BP: Qual é a sua avaliação sobre o preparo da cadeia produtiva da carne do Brasil para a competição no mercado mundial?

PF: Analisando o segmento de produção, a comercialização no mercado interno e a comercialização no mercado externo, eu diria que o segmento produtivo é o mais bem preparado. Tem um potencial gigantesco e já vem se materializando com a produção de mais de 30 milhões de bovinos para o abate. A qualidade dos animais que estão sendo levados para o abate é cada dia melhor, a olhos vistos na indústria, pelo menos do que a gente tem visto da própria raça nelore, que é a mais numerosa, a melhoria de padrão do gado é significativa.

O segmento da indústria está altamente preparado em termos de instalações, nas indústrias que realmente são exportadoras.
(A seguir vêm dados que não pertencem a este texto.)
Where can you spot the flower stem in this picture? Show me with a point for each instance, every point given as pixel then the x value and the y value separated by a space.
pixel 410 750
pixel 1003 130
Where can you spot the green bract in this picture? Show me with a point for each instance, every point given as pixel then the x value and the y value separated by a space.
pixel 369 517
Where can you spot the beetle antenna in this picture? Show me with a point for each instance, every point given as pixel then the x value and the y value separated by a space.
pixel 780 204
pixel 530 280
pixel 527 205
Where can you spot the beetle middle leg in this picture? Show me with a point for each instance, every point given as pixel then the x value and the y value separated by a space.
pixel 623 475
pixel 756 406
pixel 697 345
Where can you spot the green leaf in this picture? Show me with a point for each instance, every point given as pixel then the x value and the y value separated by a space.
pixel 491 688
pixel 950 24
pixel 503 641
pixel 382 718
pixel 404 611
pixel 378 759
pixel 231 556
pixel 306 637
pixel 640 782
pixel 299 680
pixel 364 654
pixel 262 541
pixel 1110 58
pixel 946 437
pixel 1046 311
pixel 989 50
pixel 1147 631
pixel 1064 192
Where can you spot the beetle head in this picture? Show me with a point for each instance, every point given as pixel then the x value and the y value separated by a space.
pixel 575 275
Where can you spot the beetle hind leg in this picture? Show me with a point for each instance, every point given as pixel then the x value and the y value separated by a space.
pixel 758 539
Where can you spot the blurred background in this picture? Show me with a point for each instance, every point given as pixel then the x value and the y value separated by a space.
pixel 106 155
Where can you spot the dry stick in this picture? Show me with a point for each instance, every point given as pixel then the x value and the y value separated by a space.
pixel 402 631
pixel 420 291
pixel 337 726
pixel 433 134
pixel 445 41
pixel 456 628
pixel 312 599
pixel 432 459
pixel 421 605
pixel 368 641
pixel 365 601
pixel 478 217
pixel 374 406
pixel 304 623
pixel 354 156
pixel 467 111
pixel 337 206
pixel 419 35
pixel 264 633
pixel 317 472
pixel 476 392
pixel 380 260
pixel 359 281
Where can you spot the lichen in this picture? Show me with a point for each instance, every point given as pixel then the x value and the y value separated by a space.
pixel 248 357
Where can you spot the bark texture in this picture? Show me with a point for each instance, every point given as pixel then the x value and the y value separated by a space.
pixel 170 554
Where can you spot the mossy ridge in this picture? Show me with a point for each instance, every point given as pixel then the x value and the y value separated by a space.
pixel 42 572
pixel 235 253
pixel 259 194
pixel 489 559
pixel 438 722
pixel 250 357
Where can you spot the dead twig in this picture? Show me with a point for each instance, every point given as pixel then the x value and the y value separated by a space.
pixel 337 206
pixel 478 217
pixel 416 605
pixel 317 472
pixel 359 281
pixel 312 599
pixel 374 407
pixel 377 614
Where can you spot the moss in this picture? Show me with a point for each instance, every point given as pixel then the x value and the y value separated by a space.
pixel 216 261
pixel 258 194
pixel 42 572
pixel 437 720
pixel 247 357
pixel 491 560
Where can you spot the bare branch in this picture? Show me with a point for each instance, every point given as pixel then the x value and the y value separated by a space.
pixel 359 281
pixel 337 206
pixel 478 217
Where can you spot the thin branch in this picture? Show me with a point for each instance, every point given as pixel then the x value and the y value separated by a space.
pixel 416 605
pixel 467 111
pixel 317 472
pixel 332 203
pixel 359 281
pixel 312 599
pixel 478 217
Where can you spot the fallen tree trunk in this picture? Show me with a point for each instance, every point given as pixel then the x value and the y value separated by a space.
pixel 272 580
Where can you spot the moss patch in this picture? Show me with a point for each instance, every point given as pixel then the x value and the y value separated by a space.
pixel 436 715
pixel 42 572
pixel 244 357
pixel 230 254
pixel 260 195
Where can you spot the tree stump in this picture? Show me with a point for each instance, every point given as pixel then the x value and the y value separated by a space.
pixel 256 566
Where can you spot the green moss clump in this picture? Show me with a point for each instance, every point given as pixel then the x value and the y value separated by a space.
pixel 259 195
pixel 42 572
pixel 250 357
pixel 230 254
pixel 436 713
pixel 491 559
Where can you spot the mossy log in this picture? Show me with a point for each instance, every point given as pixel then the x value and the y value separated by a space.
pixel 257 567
Mas elas descuidam um pouco da questão da palatabilidade. Não há nenhuma preocupação de como o consumidor no mercado, tanto interno quanto externo, está avaliando a qualidade sensorial do produto, a maciez e o sabor da carne. Não há uma preocupação em saber o que é que o consumidor pensa quando, por exemplo, ele compra um contra filé brasileiro.

A Austrália, que é um dos nossos concorrentes, realiza testes em vários países para detectar o que pensa o consumidor sobre a qualidade da carne, do ponto de vista da qualidade de mesa, na hora de consumir.

Eu espero que as indústrias brasileiras não se preocupem apenas com o marketing internacional, também cuidem da nossa retaguarda em termos de defesa sanitária e qualidade de palatabilidade. A indústria exportadora está bem tecnologicamente, tem um bom sistema de inspeção federal, mas precisa estar mais atenta à opinião do consumidor.

O segmento de comercialização interna precisa pensar na carne também sob a ótica do consumidor, e não tratá-la apenas como uma mercadoria de competição. É necessário que haja mais atenção com a conservação, e saber qual é a qualidade percebida pelo consumidor e também pesquisar sobre o que seria ideal, o que seria conveniente na hora do preparo em casa. Isso também se estende aos restaurantes. Como é que eles gostariam de encontrar essa carne?

Há alguma inovação por parte do Carrefour e do Pão de Açúcar, mas ainda é só um início. Rastreabilidade, certificação de origem fazem parte do grande trabalho que precisa ser desenvolvido.

BP: A pecuária de corte tem passado por grandes mudanças especialmente a partir da década de 90. Para onde estamos caminhando?

PF: A pecuária tem tido grandes progressos, principalmente com a estabilização da moeda, passando a batalhar por maior rentabilidade da produção. Há muito mais a fazer, principalmente no melhoramento genético do gado. Tem gente que acha que modernidade é cruzar o gado zebu. Modernidade é selecionar o gado que nós temos e que agüenta as temperaturas tropicais. E nós temos reprodutores para isso, nós temos material genético. Falta difundir esse material, fazer com que ele chegue até o produtor comercial de uma maneira mais simples e barata. Os empresários da pecuária estão percebendo que esse é um bom negócio e já estão investindo nisso.

BP: Rastreabilidade e certificação da produção de carnes serão nichos de mercado, destinado a uma pequena parcela da população, ou uma tendência generalizada?

PF: O Brasil precisa encontrar um caminho viável para fazer a rastreabilidade dos animais que serão destinados para a exportação. Eu entendo que as indústrias têm que se organizar, de tal forma que elas dêem um incentivo para o bom fornecedor de gado. É preciso identificar inicialmente o boi magro, que vai para a engorda, futuramente o bezerro desmamado, e mais futuramente ainda, a longo prazo, o bezerro recém nascido. Eu não vejo como querem implantar nada de passaporte animal no Brasil nesse momento. O momento pede uma identificação do boi magro e um bom controle em computador da procedência de cada um deles.